Let us walk in the path He has set and let those who will, follow.

Let our greatest passion be compassion. 
Our greatest strength love. 
Our greatest victory the reward of peace.

In leading let us never fail to follow. 
In loving let us never fail. Amen.

Three Mile an Hour God


Written by Rich Villodas, a contemporary American pastor and author. This is an excerpt from his book “The Deeply Formed Life: Five Transformative Values to Root Us in the Way of Jesus.”
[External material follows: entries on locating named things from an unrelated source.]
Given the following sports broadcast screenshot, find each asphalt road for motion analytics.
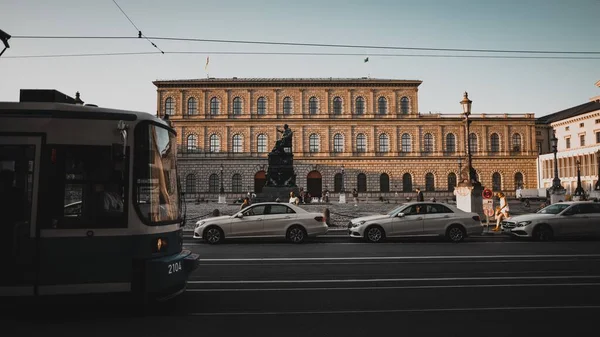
[4,239,600,337]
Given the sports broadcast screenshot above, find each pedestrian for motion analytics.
[415,187,425,201]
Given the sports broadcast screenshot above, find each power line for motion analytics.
[5,51,600,60]
[13,35,600,55]
[113,0,165,54]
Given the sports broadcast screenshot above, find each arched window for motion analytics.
[231,173,242,193]
[165,97,175,115]
[356,173,367,192]
[401,133,411,153]
[333,133,344,153]
[308,133,321,153]
[425,172,435,192]
[333,97,342,115]
[356,133,367,153]
[492,172,502,191]
[188,97,198,116]
[400,96,410,114]
[377,96,387,115]
[490,133,500,153]
[209,135,221,153]
[210,97,221,115]
[185,173,196,194]
[231,135,243,153]
[208,173,219,193]
[379,173,390,192]
[187,134,198,151]
[354,97,365,115]
[308,96,319,115]
[256,133,267,153]
[233,97,242,116]
[283,97,292,115]
[402,173,412,192]
[448,172,456,192]
[256,97,267,115]
[423,133,433,153]
[446,133,456,153]
[379,133,390,152]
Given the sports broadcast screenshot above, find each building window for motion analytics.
[209,135,221,153]
[187,135,198,151]
[356,133,367,152]
[401,133,411,153]
[256,133,267,153]
[208,173,219,193]
[425,172,435,192]
[185,173,196,194]
[490,133,500,153]
[231,173,242,193]
[283,97,292,115]
[165,97,175,115]
[354,97,365,115]
[513,133,521,152]
[402,173,412,192]
[400,96,410,114]
[210,97,221,115]
[231,135,242,153]
[233,97,242,116]
[379,133,390,152]
[377,96,387,115]
[333,97,342,115]
[188,97,198,116]
[448,172,456,192]
[492,172,502,191]
[308,133,320,153]
[308,96,319,115]
[356,173,367,192]
[379,173,390,193]
[333,133,344,153]
[423,133,433,153]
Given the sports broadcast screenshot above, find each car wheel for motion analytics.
[365,226,385,243]
[533,225,554,241]
[202,226,225,245]
[446,225,467,242]
[286,226,306,243]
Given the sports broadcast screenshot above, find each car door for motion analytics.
[389,204,426,236]
[423,204,454,235]
[263,204,298,236]
[229,205,266,237]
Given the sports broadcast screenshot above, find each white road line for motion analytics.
[186,305,600,316]
[186,283,600,293]
[193,254,600,262]
[188,275,600,284]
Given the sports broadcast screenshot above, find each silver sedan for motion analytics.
[194,202,328,244]
[348,202,482,242]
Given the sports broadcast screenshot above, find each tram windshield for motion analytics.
[134,124,181,225]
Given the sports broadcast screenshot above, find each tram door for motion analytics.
[0,134,42,296]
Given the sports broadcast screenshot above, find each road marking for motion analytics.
[186,305,600,316]
[187,275,600,284]
[186,283,600,293]
[199,254,600,262]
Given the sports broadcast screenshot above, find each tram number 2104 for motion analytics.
[169,261,183,275]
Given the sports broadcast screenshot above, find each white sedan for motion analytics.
[348,202,482,242]
[194,202,328,244]
[502,201,600,241]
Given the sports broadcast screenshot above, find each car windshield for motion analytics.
[537,204,569,214]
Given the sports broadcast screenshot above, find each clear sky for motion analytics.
[0,0,600,117]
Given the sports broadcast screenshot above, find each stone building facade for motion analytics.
[154,77,538,199]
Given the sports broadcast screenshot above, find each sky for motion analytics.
[0,0,600,117]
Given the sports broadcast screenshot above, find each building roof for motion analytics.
[536,101,600,124]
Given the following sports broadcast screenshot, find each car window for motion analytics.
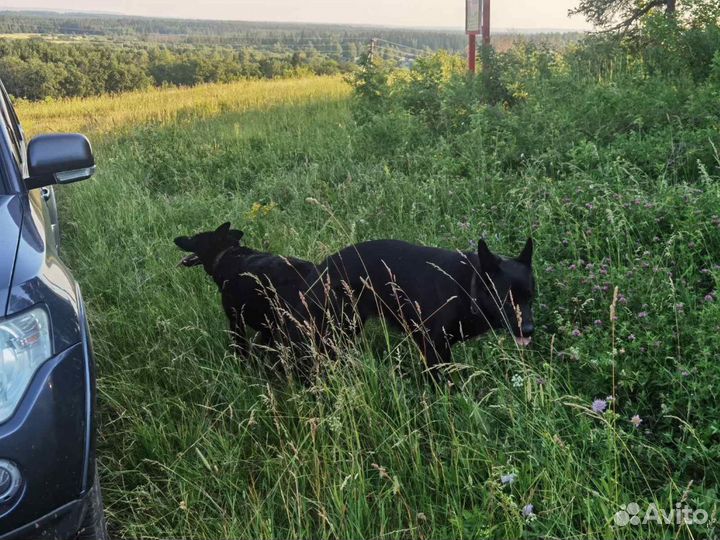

Our lives can easily take us to the brink of burnout. The pace we live at is often destructive. The lack of margin is debilitating. We are worn out. In all of this, the problem before us is not just the frenetic pace we live at but what gets pushed out from our lives as a result; that is, life with God…What would it look like to live at a different pace? What if there were a rhythm of life that could instead enable us to deeply connect with God, a lifestyle not dominated by hurry and exhaustion but by margin and joy? As long as we remain enslaved to a culture of speed, superficiality, and distraction, we will not be the people God longs for us to be. We desperately need a spirituality that roots us in a different way…The pace of our lives can be brutal.  The late theologian Kosuke Koyama wrote a book titled Three-Mile-an-Hour God.  Dr. Koyama was trying to convey that if we want to connect with God, we’d be wise to travel at God’s speed. God has all the time in the world, and as a result, he is not in a rush. Thus, Koyama’s claim that God travels at three miles an hour is not an arbitrary figure. On average, humans walk at this pace. And it’s in just such ambling, unhurried, and leisurely moments that we often encounter God. N.T. Wright similarly affirmed, “It is only when we slow down our lives that we can catch up with God.” … Speed has helped remake our world in ways that are wonderful and liberating. But speed has also caused our connections with God and others to be incredibly superficial. There’s a severe lack of depth in our lives and communities because we have allowed ourselves to be swept up by a world under the influence of addictive speed. And, as philosopher Dallas Willard famously said, “Hurry is the enemy of spiritual life in our day.”


Written by Rachel Wojo, a contemporary author and speaker.

Dear Father,

Thank you for this exact point in time.

Sometimes I struggle

To enjoy the gift of the present.

I push forward before your timing is perfect

And then feel the pain of rushing.

My spirit longs to savor the moment

While my mind scrambles to snatch the next minute.

Will you slow my heart to beat your rhythm?

Will you sync my step to mirror your tempo?

May my spirit fail to chase after the next beautiful experience

Until I’ve unwrapped the gift of right now-the present.